Кажется Павлу Ярчуку, что не успел он как следует оглядеться, осмыслить лавину событий в стране и мире, как годы войны отодвинулись далеко-далеко и подернулись дымкой забвения. Жизнь неумолимо шла вперед, уверенно вспахивая целину времени. Уже вырос сын Андрей, родившийся после ухода Павла на войну, уже отслужил он положенный срок в армии, стал завидным женихом.
Много подросло в Кохановке невест. Как в былые времена, и теперь вечерами не утихают над Бужанкой девичьи песни. По-прежнему неугомонна великая мастерица, умеющая лучше самого гениального художника лепить удивительные человеческие чувства. Имя этой чудо-мастерицы — любовь. Никогда не стареет она, никогда не угасает ее сила. Каждый день, как эстафета жизни, как залог продления рода человеческого, любовь воспламеняет и объединяет чьи-то сердца.
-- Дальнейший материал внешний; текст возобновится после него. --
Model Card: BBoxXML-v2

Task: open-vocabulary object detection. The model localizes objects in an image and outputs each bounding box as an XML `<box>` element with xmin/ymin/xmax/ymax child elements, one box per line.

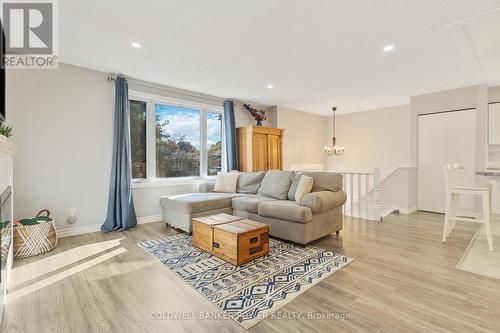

Обыкновенная, земная, она делает жизнь людей далеко не земной, на всю глубину раскрывает перед ними смысл радости и красоты.
Именно эта древняя, как луна, любовь привела сейчас в смятение председателя кохановского колхоза Павла Ярчука. Нет, не его сердце встрепенулось на пятом десятке жизни от вновь посетившей любви. Влюбился сын Павла и Тодоски — Андрей, влюбился в Маринку, дочку Насти и недоброй памяти Александра Черных.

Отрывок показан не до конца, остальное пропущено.